String Pattern: 16×19
Unstrung Weight: 10.8 oz
Unstrung Balance: 12.6 in
Power Level: 975
Grip: Prince Resi Pro
Stiffness: 72 (from the internet)
Strung balance appears to be a few points head-light. Although the EXO3 Black clearly feels heavier than the O3 Black Team, the swingweight is such that it’s pretty easy to get the racquet to the ball. I do experience some timing issues and that’s just a matter of me getting used to the frame.
My style is all-court (1hb) and what I never do under any circumstances is stand several feet behind the baseline and trade mondo-topspin groundies with the young whippersnappers. I like to step up, take the ball on the rise, and hammer it back deep and hard. For that, you need a rock-solid frame and the EXO3 Black delivers with flying colors. I can’t describe how much I like the solid feel at impact. I can stand closer to the baseline and take half- or three-quarter swings at deep balls and pound them back with complete confidence. It was a bit hit-and-miss with the prior frame.
Speaking of feel and response, I got a dramatic upgrade on volleys. I never liked being at the net with the Speedport Black Team, despite the excellent maneuverability of the stick. With the EXO3 Black, I can’t wait to get there
Serves are a bit different. I’m taking more of a half-stroke motion, starting with the racquet raised in the air. The EXO3 Black needs a bit more work to generate the same service speed. However, I noticed that I hit my spots with more regularity. I suspect that the previous frame was more susceptible to slight twitches in forearm or wrist motion.

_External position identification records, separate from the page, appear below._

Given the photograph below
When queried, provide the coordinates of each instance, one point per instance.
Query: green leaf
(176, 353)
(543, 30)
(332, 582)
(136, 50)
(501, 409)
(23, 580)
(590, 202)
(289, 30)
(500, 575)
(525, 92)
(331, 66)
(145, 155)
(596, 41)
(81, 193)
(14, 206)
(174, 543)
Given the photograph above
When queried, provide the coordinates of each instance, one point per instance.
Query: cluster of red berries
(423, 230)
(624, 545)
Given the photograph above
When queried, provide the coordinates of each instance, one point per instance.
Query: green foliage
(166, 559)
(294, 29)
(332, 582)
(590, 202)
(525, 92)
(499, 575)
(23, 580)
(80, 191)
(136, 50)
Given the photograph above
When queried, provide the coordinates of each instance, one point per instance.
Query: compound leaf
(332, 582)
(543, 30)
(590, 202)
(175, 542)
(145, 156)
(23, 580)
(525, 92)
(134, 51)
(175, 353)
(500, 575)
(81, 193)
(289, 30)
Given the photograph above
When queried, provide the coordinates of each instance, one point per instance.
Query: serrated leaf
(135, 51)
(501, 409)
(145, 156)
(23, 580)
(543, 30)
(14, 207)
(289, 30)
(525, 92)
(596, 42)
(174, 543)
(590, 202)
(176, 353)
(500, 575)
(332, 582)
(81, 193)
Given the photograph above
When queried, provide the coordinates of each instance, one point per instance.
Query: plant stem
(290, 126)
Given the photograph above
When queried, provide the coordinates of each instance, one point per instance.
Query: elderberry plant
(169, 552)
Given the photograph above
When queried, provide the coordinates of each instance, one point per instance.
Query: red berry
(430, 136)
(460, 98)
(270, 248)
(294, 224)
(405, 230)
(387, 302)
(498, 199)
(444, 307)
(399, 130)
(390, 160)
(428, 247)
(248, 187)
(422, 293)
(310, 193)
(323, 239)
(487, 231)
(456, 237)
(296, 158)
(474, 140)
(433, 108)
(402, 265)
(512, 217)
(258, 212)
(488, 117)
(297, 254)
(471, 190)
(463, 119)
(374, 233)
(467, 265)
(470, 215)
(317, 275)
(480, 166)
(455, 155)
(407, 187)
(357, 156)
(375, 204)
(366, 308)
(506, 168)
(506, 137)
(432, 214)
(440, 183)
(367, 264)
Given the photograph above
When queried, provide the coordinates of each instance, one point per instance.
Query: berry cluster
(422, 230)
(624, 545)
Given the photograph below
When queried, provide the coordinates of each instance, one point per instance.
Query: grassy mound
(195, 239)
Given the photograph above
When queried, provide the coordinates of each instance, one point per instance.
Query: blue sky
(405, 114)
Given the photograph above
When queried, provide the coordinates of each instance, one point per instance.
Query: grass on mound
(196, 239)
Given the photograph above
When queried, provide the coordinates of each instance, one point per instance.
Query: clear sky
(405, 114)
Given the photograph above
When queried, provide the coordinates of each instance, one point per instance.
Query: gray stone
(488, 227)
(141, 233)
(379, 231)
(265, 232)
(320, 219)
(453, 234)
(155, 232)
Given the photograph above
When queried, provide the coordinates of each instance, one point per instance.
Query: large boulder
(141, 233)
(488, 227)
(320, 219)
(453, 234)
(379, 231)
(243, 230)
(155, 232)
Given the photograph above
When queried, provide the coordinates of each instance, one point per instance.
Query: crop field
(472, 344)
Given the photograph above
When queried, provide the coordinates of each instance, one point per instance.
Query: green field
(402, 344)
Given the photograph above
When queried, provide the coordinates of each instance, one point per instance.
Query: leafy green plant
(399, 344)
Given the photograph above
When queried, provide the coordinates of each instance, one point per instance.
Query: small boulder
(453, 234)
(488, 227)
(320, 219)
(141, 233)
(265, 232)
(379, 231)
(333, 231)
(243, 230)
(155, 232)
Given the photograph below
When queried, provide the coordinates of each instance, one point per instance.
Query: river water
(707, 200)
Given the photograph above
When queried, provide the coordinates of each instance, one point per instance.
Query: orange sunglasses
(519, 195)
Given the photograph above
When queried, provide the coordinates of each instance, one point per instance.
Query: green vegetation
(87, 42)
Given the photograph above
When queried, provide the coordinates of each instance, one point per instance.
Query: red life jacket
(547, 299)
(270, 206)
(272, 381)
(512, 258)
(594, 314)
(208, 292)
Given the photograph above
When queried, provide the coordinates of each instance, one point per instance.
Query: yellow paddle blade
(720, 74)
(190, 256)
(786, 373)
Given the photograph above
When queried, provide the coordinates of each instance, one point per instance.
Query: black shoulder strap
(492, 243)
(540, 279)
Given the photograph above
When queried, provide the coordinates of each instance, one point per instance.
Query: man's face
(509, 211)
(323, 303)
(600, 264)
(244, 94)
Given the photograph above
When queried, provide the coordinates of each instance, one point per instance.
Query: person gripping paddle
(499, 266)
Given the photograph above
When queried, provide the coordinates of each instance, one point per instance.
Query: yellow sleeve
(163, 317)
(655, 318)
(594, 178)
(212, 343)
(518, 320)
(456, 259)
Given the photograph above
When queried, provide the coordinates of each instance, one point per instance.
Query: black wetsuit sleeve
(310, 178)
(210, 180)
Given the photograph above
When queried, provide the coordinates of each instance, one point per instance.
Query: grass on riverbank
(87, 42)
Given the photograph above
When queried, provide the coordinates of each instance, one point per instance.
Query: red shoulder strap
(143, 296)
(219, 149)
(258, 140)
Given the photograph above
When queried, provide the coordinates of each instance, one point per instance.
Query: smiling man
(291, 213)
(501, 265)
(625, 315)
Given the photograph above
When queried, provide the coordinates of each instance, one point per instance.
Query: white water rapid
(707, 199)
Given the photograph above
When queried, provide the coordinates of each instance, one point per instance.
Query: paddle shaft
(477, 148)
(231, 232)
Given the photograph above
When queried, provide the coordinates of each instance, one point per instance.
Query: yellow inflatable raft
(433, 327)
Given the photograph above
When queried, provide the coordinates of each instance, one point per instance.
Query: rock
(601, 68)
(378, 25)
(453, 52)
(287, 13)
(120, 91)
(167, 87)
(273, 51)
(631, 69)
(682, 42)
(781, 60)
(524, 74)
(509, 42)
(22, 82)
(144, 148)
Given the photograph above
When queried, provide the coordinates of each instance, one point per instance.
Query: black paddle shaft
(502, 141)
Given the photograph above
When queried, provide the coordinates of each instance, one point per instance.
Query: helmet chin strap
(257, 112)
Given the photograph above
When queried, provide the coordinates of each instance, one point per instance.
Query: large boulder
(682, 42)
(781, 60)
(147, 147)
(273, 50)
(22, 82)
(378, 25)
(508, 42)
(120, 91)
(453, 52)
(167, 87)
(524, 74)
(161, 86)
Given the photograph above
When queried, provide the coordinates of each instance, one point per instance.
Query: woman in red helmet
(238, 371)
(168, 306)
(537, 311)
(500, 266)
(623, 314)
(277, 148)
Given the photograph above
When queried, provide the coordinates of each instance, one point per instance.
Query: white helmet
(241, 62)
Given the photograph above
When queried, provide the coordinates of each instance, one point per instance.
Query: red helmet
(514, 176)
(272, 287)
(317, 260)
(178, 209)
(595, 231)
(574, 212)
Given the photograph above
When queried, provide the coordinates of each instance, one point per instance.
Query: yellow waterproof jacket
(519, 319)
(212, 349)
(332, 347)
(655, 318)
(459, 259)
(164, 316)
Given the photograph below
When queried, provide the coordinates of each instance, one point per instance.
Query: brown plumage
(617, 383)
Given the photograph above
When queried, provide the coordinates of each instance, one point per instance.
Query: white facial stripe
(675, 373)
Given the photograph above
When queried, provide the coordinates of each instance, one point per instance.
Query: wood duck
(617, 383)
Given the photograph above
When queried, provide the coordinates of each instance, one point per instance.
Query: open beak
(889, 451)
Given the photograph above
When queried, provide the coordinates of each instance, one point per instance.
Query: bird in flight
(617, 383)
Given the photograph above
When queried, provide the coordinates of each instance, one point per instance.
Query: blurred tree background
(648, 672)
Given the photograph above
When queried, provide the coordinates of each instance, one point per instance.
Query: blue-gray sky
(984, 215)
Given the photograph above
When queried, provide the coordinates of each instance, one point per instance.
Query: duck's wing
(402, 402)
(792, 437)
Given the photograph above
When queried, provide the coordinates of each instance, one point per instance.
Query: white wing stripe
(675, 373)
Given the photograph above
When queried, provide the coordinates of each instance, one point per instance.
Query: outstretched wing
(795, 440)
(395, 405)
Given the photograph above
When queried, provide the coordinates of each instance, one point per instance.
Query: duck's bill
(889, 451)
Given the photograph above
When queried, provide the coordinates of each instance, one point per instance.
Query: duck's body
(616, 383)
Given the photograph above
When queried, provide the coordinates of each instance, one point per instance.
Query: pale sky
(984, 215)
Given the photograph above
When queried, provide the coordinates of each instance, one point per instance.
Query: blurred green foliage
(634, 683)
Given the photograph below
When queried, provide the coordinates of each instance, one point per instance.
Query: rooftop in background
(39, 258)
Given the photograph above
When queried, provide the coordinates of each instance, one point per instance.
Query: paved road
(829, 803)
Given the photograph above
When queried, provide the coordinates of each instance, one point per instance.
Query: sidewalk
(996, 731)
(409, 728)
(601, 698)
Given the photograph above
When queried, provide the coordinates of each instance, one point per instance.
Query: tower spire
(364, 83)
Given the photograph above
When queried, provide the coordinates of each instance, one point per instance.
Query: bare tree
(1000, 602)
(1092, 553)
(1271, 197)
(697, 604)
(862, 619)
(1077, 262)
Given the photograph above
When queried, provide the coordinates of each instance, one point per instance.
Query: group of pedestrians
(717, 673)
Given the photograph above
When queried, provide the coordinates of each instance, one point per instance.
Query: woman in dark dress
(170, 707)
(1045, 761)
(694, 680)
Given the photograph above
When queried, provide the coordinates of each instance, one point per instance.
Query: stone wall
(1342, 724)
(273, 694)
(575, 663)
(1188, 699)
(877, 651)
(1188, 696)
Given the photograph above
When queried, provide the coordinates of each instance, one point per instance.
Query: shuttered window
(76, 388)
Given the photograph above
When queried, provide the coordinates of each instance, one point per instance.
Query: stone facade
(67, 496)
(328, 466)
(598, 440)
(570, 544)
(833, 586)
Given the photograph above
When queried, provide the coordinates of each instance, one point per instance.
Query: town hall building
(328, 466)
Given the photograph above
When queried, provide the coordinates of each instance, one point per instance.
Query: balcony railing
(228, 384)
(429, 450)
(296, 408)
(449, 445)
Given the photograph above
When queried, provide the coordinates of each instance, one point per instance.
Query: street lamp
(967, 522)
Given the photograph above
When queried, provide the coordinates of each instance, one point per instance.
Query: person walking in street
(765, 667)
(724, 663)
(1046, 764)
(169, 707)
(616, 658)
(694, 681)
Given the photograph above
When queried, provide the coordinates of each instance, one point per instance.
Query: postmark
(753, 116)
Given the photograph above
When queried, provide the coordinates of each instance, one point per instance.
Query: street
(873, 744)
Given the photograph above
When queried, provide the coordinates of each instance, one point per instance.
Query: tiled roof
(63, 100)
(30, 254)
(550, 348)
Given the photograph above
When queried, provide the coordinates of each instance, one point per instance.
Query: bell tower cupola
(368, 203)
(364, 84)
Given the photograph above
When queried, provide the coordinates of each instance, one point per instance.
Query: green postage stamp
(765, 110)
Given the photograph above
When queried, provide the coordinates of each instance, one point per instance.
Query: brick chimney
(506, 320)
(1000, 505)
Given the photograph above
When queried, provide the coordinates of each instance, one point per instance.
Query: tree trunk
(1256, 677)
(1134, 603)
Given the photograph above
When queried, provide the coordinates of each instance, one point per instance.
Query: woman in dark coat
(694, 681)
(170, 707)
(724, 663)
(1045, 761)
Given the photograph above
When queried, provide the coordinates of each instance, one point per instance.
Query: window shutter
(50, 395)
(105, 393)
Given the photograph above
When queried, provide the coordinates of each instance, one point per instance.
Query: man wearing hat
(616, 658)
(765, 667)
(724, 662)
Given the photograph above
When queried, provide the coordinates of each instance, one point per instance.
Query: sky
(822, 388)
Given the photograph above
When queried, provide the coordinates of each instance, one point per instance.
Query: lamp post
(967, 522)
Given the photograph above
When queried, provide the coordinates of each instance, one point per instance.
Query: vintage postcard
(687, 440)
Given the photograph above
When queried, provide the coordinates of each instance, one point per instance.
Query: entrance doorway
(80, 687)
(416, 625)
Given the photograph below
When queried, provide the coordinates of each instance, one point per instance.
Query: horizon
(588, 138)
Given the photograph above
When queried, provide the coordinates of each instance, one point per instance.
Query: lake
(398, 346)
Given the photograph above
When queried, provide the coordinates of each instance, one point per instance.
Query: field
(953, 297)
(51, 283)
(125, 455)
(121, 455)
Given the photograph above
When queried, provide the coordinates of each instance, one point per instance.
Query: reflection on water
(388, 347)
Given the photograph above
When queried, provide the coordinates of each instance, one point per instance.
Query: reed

I was quite pleased with the arm-friendliness of the heavier, stiffer frame. As expected, stroke timing is a bit different. When balls are being hammered to you by a pro or a 4.5+ player, tiny fractions of a second really matter. The first two sessions, I noticed some slight soreness in the front of my shoulder near the chest. It faded pretty quickly. By the fourth session, I didn’t notice much at all. With the Speedport Black Team, I had a problem with the head-heavy frame and a responsive stringbed at lower tension. Even sweet-spot impacts at very low racquet speed (like a drop shot) had some perceptible low-frequency vibration (the type a damper does not inhibit). Nothing but solid feel from the EXO3 Black. I should note, however, with this particular hybrid string job at lower tension, I prefer the feel of the frame with the small EXO3 vibration damper that comes with the racquet.
Stock grip feels really good, although I’m not sweating much in the colder weather. For most racquets, I can’t wait to apply an overgrip.
I’ll post another review as soon as I have pics. I don’t own a digital camera, so I have to find someone to take the pics for me. I want to compare the EXO3 Black to the Speedport Black in the same pic.